引き続き日産婦シンポジウムの概要です。

演題は5件ありました。

1件ずつ私なりに要約を書いてみます。

演題1 「妊娠期の低栄養の現状と改善への提言」

演者 国立保健医療科学院生涯保健部母子保健室長 滝本秀美先生

1.1980年から2000年にかけて、新生児の出生体重は約140g減少している(3194g→3053g)。

2.同様に低出生体重児(2500g未満)の児の割合4.2%から7.6%に増加している。

3.妊娠中の喫煙率は1990年の5.6%から、2000年は10.0%に増加している。

4.1976~2000年の間に、「やせ(BMI18.5未満)」の女性の割合は4人に1人に増加している。

5.やせの妊婦で妊娠中の体重増加が少ない(7kg未満と7-9kg)で、低出生体重児の割合が高い(最大15%)。

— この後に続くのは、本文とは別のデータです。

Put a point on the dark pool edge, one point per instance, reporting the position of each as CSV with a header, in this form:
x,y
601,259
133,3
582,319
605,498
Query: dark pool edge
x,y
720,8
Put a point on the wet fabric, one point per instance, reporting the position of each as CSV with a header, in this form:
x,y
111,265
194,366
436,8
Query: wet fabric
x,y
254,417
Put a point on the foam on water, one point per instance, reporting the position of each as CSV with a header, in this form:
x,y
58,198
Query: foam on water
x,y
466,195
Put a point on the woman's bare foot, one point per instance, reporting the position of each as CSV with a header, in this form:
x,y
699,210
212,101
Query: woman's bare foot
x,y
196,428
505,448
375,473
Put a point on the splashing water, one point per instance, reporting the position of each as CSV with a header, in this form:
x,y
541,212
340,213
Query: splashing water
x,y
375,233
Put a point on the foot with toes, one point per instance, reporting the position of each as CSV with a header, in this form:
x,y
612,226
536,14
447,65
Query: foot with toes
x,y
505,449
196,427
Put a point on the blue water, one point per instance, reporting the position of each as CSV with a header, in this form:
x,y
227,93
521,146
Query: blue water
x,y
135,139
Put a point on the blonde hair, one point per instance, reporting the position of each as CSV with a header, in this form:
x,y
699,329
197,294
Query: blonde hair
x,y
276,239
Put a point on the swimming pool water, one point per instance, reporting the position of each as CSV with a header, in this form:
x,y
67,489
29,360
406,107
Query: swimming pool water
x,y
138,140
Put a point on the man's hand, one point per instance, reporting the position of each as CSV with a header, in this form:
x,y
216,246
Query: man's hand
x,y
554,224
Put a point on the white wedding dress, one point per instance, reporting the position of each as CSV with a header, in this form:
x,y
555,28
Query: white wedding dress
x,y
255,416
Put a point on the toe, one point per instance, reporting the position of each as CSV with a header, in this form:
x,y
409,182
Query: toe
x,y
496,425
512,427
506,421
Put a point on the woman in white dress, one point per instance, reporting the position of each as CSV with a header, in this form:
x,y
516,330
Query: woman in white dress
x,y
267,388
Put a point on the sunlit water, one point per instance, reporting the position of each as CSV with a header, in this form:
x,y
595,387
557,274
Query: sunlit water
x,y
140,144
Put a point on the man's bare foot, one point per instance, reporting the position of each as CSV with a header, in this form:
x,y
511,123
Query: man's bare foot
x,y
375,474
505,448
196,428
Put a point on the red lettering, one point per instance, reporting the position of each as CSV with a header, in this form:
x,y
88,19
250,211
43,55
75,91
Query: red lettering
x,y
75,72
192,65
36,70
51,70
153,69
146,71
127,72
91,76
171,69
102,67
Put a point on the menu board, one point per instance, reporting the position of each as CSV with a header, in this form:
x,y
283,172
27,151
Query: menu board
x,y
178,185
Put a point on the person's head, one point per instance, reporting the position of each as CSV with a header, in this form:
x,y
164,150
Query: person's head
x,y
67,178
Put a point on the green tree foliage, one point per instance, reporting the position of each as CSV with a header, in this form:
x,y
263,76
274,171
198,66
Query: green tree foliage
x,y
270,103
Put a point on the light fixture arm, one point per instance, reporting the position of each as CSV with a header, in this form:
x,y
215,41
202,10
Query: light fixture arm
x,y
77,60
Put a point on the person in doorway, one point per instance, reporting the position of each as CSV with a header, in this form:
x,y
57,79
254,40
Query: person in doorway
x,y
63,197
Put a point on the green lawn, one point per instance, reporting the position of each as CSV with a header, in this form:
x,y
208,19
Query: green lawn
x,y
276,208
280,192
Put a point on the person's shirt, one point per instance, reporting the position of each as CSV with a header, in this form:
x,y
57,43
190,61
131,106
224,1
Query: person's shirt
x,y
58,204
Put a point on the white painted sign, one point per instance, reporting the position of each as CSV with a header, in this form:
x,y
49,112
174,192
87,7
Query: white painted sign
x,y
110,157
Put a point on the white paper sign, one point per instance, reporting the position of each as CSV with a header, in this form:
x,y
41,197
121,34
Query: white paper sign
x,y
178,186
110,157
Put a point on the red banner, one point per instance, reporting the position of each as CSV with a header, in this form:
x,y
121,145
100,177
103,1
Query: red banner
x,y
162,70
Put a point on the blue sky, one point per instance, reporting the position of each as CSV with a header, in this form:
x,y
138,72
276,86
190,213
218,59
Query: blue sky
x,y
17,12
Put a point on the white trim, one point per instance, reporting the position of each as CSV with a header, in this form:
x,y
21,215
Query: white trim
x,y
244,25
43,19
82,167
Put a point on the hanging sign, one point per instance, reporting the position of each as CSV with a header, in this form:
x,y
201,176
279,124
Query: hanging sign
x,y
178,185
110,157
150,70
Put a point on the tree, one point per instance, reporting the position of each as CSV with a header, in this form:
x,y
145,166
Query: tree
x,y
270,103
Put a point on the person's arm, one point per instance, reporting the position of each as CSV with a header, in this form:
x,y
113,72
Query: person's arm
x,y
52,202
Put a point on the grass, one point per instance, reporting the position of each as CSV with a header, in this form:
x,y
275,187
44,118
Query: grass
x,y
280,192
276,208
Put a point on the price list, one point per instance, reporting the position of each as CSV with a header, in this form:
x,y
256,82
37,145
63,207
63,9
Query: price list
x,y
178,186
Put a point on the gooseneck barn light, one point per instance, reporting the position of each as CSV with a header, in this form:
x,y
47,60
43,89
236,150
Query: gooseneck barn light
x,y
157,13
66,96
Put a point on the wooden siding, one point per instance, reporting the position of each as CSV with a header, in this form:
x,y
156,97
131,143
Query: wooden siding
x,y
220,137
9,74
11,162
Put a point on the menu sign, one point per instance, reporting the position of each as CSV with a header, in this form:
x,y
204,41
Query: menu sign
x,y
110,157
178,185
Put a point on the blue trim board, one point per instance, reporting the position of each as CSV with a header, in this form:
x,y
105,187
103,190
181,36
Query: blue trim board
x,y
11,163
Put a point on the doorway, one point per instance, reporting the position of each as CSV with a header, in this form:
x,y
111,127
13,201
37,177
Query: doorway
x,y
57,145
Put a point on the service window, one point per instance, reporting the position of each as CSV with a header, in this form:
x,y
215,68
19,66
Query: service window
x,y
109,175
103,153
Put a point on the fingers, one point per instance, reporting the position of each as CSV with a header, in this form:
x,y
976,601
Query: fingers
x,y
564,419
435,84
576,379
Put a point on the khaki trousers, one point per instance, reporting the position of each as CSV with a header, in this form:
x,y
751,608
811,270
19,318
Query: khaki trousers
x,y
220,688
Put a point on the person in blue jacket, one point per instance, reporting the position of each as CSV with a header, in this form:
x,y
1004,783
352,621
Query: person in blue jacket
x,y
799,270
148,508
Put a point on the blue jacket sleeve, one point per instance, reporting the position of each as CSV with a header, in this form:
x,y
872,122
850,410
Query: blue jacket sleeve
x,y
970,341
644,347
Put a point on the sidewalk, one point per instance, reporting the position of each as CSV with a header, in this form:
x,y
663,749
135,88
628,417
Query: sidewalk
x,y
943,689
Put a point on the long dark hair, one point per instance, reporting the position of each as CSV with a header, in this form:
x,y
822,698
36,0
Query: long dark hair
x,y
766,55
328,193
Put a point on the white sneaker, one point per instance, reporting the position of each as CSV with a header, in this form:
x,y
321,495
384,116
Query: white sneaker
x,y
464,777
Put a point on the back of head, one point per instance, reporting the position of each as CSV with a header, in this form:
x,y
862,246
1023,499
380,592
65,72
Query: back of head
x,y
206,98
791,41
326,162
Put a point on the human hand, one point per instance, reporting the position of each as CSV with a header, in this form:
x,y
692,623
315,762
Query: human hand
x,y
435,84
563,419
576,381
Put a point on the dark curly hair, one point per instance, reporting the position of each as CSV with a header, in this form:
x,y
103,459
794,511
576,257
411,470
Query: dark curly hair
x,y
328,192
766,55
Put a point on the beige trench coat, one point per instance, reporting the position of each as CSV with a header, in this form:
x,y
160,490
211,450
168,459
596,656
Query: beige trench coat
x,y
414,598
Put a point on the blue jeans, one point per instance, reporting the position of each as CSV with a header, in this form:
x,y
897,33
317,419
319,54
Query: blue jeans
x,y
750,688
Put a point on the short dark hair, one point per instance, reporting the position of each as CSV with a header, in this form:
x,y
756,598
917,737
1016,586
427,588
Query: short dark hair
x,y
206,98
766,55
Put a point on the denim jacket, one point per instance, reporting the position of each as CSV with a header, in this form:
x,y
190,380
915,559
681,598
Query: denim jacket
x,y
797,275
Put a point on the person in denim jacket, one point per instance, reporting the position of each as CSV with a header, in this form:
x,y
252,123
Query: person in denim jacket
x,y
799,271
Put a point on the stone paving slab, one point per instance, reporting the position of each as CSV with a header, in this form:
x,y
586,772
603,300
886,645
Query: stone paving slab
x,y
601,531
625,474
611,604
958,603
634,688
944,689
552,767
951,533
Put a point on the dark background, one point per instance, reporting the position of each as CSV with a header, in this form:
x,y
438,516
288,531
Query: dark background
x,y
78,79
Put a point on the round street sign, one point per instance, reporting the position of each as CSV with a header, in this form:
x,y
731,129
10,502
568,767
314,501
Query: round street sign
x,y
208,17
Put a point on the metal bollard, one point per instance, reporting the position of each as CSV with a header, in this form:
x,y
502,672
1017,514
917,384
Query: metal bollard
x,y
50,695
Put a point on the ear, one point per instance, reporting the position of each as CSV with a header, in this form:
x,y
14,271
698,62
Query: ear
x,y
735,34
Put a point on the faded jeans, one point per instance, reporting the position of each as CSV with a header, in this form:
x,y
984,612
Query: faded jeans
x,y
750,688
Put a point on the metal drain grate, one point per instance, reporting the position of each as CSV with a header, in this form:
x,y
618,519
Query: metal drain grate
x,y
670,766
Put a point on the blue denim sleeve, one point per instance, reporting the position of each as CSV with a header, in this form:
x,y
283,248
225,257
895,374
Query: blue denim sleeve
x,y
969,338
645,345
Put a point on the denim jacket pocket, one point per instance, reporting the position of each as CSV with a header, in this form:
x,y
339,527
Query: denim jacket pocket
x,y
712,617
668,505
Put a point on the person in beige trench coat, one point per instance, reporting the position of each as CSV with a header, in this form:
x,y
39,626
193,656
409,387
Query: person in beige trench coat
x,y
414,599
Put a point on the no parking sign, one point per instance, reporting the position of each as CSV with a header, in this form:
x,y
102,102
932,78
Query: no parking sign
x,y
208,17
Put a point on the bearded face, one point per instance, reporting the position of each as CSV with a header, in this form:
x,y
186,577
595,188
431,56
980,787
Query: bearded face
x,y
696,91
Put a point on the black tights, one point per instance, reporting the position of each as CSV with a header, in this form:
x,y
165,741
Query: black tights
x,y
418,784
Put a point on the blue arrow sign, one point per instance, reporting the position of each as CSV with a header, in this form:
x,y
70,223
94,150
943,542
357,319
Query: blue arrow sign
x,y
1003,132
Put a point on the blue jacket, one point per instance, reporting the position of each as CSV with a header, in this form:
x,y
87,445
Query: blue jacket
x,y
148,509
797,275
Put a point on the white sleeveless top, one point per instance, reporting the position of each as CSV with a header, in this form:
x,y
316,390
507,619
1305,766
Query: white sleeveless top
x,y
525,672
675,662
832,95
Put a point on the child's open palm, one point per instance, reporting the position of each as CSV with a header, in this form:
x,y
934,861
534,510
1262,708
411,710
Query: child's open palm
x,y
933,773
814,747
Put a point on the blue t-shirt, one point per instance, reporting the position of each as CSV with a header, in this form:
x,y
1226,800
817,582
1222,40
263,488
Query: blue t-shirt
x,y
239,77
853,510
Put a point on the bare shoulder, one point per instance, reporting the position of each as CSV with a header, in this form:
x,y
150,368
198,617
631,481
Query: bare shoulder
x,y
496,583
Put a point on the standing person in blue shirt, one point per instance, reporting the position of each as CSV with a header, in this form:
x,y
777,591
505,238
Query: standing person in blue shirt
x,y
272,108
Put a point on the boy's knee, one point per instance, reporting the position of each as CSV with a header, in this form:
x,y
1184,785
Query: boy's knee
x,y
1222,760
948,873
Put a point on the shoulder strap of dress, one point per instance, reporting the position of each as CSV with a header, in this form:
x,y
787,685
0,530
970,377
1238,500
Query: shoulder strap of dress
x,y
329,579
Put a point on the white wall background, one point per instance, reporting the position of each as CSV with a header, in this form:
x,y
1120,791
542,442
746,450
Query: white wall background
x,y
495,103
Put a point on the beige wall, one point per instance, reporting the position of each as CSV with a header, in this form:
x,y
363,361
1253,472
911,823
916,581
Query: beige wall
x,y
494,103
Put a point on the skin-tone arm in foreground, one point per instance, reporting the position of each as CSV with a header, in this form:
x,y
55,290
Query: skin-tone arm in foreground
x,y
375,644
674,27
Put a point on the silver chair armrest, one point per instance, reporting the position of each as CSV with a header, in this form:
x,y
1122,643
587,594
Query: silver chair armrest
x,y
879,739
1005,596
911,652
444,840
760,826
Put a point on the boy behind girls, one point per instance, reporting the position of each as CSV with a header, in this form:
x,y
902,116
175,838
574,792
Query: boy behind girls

6.喫煙妊婦は非喫煙妊婦に比べて低出生体重児の割合が高い(約2倍)。

これらのデータの考察として

「若い女性の「やせ」の増加は、低出生体重児出産のリスクのある女性の増加につながっている可能性がある」

「妊娠中は、栄養学的な質が十分な食事をとり適切な体重増加を促すことと、禁煙を進めることが重要である」

ということでした。

これが現実です。

最近はとてもスリムな女の子が多いと思っていましたが、今回の発表でも実際に、若い世代で有意にやせた女性が増えていることが示され、そのような女性の生む子どもは出生時体重が少ない傾向があるということが示されました。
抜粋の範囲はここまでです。